Work Package Profile - 2.2 (Validating digital outcome measures) and 3.2 (Evaluating cost effectiveness of pathways)

  • Background -
    • The LOCOMOTION LC clinics are using ELAROS’s NHS England-recommended digital PROM C19-YRS system, which has a patient facing phone application and clinician facing web portal for monitoring symptoms and guiding interventions. The system allows collation of a larger data set from across the 11 participating NHS sites. PROM data will be validated to determine its psychometric properties of scale acceptability, reliability, construct validity, criterion validity and responsiveness in a demographically diverse group of LC patients. Rasch analysis (to measure the extent to which the scale measures the underlying condition) will provide the basis for further refinement and development of the scale (WP2.2).
    • The idea for WP2.2 was generated by recognising the multitude of PROMs available for symptom monitoring and the need for a multi-domain, LC specific measure to reduce questionnaire burden for patients. Secondly, the digital nature of the platform allows services to streamline existing pathways, reduce dependency on paper and lengthy telephone appointments, and offer additional assessment tools and rehabilitation resources to patients directly to their devices at home.
    • The platform also contains an Health Economic Questionnaire for participants to complete at baseline and a follow-up every 3 months (WP3.2). The analyses from this data include the cost-effectiveness of alternative models of service delivery, the impact of LC on productivity, and the economic outcomes associated with LC.
  • Progress -
    • Across the 11 study sites, over 1,900 participants have consented to complete questionnaires on the C19-YRS platform.
    • Participation in Locomotion has also enabled some sites to adopt the platform for clinical practice and to participate in a NHS England service evaluation to influence future funding of services in England.
    • A WP3.2 paper has already been submitted for publication, and there are further three publications associated with WP2.2 and WP3.2 that are underway.
  • Next Steps
    • Increase recruitment across participating sites; improve completeness of data; share learnings across the LOCOMOTION, UK, and global network of LC services.

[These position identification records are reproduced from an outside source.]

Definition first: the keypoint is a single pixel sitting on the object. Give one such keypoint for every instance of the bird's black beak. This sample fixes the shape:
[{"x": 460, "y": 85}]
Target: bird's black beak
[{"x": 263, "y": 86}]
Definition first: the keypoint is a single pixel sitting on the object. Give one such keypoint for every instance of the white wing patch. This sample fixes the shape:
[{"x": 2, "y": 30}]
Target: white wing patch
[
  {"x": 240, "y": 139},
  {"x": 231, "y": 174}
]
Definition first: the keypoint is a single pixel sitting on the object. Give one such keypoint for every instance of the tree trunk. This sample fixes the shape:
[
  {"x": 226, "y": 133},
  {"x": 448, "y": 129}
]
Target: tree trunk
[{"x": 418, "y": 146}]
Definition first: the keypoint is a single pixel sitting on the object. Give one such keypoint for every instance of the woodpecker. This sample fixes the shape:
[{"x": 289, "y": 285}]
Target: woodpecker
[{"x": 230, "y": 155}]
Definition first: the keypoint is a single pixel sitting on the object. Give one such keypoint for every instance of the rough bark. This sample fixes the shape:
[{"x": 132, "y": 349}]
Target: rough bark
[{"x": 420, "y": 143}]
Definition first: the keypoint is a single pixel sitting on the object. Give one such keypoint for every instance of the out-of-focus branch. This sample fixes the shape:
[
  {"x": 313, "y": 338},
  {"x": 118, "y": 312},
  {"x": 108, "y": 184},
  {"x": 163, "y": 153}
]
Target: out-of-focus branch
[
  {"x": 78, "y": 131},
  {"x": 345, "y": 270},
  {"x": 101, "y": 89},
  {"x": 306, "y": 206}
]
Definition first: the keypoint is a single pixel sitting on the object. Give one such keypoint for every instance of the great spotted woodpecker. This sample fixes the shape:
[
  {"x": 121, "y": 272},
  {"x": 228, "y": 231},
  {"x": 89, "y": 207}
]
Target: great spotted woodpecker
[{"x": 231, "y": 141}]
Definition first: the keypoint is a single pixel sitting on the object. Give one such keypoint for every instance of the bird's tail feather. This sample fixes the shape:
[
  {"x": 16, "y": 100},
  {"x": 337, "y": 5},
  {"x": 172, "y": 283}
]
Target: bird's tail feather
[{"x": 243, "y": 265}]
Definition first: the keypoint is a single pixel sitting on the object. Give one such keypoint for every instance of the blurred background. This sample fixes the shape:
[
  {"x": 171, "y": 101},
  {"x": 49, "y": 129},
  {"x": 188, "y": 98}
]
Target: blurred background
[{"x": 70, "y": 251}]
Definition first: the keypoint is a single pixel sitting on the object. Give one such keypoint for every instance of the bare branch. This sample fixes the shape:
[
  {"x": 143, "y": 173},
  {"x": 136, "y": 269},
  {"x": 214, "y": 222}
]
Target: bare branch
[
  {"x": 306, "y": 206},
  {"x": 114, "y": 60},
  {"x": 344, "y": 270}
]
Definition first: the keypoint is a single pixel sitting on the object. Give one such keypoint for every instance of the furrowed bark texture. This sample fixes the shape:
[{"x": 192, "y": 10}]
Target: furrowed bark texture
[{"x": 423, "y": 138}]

    • We hope to bring additional sites on board in each of the devolved UK nations and globally, and to share learnings from the LOCOMOTION study with new sites that are still mobilising their services for LC and other long-term conditions.
    • Following LOCOMOTION, ELAROS hopes to explore other research projects with the consortium partners and implement the system in clinical practice for other long-term conditions.